Analyzing a MuddyWater APT Sample
I recently had an extremely long plane trip, so I thought what better way to spend it then analyzing an extremely obfuscated, multi stage VBS/Powershell Backdoor? (Part 2 of the Graftor analysis was in the process of being written up, so I decided to focus my efforts on something that didn’t require an internet connection). This time, the sample I am analyzing is thought to be from an APT group targeting the Middle East, AKA MuddyWater. As always, you can download this sample from VirusBay, my favorite place to download new malware samples, especially since it is free. Anyway, onto the extremely long analysis…
MD5 Hash: 6c997726d502a68af2ac2e3563365852
So we know that this came in the form of a Word Document, and we can clearly see that upon opening this document that it has most definitely come from the Minister of Foreign Affairs of the Republic of Tajikistan based on the logo at the top. Surprisingly, we need to Enable Content and enter the Hash code to decrypt the document. So lets have a look what happens if we click Enable Content.
Opening the Macros menu, we are able to view the obfuscated mess that is the payload. In total, there are 4 malicious macros, all of which are obfuscated. Luckily, the obfuscation is not too difficult to analyze, and so we are able to remove the obfuscation quite easily. After extracting the macros from my virtual machine to individual text files on my Linux machine, I am able to analyse the macros easier. Upon examining the Document Open macro, it is clear that first, multiple variables are declared. Then the variables are assigned what seems to be a Base64 encoded string. Finally, these variables are added to a final variable, denoted “VHMDWPZAEVYFSGYDZHZAXWTGASDREZ“. There is another part after this, however I first decided to extract the string that is stored in the variable VHMDWPZAEVYFSGYDZHZAXWTGASDREZ.
In order to extract the string, I wrote a simple python script that replaced the “&” with “+”, so Python would be able to concatenate the strings together. I copied the section of the macro that assigned the strings to the variables, and put it into the script. Underneath I included the section that stored all of the variables in the main variable, and was then able to output the full Base64 encoded string. You can find the full script here (it is not sophisticated or anything like that, literally just concatenating strings together). As the string was encoded with Base64, the script decodes the string and writes it underneath the encoded string, so both are in the file.

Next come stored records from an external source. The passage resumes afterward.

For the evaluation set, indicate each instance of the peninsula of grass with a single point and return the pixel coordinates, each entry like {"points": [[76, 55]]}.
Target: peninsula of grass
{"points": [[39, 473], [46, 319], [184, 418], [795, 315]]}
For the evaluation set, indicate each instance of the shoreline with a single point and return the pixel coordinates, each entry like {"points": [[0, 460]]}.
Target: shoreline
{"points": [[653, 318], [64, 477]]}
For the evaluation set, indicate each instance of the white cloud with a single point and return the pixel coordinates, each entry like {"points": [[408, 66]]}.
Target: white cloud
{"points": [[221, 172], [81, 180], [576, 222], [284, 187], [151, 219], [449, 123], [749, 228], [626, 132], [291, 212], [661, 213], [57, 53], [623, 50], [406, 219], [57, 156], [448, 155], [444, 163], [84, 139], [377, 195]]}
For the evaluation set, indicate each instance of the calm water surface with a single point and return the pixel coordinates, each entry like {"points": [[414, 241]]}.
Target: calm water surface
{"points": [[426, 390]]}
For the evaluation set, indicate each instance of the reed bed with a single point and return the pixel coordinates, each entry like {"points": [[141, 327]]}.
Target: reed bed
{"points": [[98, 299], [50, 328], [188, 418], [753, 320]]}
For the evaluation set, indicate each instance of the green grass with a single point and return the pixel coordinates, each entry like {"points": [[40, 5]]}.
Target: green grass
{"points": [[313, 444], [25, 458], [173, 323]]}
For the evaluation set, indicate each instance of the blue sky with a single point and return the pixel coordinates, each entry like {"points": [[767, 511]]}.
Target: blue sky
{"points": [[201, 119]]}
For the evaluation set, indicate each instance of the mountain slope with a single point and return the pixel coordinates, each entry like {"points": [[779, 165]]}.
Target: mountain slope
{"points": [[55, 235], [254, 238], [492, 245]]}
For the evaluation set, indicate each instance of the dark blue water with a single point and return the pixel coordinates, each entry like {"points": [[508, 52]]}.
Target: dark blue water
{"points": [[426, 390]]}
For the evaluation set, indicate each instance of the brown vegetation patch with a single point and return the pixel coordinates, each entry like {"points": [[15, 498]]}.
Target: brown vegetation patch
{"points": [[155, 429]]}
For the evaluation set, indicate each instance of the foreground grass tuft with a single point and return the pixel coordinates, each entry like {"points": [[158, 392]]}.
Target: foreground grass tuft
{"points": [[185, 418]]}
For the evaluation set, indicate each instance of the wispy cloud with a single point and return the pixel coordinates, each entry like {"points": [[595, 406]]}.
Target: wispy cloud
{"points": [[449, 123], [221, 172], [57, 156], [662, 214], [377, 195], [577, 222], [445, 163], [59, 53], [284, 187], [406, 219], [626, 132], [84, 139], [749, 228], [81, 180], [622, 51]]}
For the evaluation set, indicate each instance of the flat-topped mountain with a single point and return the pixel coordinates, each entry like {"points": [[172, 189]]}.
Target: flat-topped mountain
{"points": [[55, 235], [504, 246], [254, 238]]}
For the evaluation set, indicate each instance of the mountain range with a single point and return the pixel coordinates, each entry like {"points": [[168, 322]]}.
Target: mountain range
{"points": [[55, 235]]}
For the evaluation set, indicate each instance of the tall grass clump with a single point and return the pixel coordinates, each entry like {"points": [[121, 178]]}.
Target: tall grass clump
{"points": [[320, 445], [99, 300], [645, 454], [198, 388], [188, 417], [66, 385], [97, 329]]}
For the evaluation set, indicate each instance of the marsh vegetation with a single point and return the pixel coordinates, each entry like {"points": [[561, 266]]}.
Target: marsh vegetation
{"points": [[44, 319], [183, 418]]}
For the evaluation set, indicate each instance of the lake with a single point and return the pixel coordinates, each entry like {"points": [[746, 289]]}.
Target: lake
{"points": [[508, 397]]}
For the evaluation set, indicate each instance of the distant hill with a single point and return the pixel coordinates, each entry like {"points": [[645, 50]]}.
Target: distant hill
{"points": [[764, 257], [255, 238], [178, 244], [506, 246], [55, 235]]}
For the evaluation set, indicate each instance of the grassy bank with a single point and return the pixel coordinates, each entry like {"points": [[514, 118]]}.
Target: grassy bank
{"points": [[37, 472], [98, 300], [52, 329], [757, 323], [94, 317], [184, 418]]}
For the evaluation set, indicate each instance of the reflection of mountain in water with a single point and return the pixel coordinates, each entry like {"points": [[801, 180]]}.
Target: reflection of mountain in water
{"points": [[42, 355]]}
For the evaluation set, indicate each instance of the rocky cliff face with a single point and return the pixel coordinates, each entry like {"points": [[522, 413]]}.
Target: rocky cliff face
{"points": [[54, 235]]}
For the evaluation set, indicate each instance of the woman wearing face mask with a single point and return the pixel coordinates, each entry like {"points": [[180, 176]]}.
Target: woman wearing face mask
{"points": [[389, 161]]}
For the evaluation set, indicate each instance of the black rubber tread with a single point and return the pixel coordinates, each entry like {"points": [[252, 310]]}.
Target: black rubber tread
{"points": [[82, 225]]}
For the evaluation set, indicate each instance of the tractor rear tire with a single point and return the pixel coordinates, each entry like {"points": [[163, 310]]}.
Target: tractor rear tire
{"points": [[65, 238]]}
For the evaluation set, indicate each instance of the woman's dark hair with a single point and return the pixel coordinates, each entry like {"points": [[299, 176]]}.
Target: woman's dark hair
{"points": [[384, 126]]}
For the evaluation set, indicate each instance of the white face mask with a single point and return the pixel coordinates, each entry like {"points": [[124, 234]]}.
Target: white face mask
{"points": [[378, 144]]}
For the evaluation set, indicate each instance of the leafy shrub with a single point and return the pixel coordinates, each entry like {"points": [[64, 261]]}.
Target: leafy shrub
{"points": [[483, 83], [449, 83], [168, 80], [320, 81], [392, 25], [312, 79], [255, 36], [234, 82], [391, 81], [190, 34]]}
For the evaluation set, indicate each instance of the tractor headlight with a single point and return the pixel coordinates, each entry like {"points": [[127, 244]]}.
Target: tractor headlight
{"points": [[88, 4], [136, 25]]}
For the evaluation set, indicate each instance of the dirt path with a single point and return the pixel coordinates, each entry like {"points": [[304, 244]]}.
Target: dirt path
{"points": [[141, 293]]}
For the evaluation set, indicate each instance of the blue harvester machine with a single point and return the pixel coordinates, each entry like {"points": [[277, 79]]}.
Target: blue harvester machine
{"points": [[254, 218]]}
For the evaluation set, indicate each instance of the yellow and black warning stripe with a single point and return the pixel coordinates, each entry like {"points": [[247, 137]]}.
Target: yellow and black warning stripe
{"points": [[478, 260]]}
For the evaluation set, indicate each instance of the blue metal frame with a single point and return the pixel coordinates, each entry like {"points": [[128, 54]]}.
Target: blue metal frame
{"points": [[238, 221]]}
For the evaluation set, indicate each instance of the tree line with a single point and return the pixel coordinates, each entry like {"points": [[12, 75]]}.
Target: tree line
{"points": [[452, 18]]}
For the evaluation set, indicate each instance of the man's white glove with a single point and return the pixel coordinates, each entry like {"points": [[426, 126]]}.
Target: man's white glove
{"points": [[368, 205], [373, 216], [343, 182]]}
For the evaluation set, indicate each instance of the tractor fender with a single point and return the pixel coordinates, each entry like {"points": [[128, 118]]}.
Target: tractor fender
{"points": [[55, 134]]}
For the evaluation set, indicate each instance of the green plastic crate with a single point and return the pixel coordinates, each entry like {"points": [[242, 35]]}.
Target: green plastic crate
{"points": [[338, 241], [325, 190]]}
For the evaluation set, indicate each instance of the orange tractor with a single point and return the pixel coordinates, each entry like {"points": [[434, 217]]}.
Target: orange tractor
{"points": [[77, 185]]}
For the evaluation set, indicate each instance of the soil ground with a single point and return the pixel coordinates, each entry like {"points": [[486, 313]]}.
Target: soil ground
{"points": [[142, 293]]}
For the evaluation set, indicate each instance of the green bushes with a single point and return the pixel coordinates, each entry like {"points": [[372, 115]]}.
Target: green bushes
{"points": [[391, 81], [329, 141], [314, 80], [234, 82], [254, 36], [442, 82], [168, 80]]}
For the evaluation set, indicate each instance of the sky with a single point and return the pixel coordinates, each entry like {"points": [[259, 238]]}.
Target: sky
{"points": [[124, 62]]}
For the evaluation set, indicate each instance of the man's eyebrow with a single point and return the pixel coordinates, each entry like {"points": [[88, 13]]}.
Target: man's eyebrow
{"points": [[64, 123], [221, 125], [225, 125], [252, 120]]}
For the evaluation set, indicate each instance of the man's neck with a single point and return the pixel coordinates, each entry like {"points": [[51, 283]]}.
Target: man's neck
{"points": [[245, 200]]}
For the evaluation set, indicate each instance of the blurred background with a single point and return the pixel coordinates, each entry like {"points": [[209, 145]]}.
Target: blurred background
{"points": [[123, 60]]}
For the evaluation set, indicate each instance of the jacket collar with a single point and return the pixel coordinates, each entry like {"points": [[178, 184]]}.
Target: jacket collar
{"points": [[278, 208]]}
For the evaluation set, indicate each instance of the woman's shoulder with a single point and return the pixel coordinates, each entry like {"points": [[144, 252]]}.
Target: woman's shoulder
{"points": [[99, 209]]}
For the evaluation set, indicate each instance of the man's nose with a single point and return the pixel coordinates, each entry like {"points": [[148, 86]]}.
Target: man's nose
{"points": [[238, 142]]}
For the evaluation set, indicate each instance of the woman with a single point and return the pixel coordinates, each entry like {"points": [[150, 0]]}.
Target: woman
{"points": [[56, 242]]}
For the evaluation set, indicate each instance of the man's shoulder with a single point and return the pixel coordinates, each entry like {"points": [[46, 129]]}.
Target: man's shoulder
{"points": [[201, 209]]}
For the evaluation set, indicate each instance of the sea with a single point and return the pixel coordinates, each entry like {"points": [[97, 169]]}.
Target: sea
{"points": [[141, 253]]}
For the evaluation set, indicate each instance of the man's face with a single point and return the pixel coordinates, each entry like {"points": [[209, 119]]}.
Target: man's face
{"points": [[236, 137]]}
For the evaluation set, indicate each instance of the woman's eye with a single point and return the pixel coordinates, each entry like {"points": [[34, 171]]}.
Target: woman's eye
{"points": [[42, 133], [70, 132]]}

Now that the first section has been deobfuscated, it is time to understand the rest of the macro, and we can get back to the decoded Base64 afterwards. After the string in the variable VHMDWPZAEVYFSGYDZHZAXWTGASDREZ (which I will now be calling EncodedPowershellScript) has been filled, it is then passed to a function in another macro, which is also obfuscated. However this time, the obfuscation relies on XOR and Chr() to form strings.
In VB Script, Chr() allows a user to resolve character codes to their respective character, for example Chr(65) returns “A“. Luckily, Python also contains the Chr() command, so we don’t need to convert the codes manually. Before we are able to convert the codes, we first have to find the codes by xoring the two numbers together:
FLHYHBCQJWZXBUFYAXWVHIBFVJHRJM = FLHYHBCQJWZXBUFYAXWVHIBFVJHRJM & Chr(93 Xor 16)
The first section resolves the string “MSXML2.DOMDocument” and stores it in the variable FLHYHBCQJWZXBUFYAXWVHIBFVJHRJM. The macro then creates an object using CreateObject and passes the resolved string as an argument.
Afterwards, another string is deobfuscated using the same method, which resolves to “b64“. A second object is created, and an element is created inside of that second object, with “b64” being the element that is stored in the object.
A final string is deobfuscated to reveal “bin.base64“, which is added to the second object. The EncodedPowershellScript that was passed by the Document_Open macro is then added to the second object, and converted from Base64 to plaintext. The function then exits, returning the plaintext back to the calling function.
Returning back to the Document_Open macro, we can see what seems to be 4 more obfuscated strings. However, the first three strings that are deobfuscated are added together to form one string, which is then created. When we deobfuscate the first three strings and put them together, it creates the string “Scripting.FileSystemObject“, which is then passed as an argument to CreateObject. The fourth string in this macro, after deobfuscation, contains the file path: “C:\Users\Public\system.ps1“. CreateTextFile is then called, creating the system.ps1 file in the Public directory, which contains the decoded Powershell script.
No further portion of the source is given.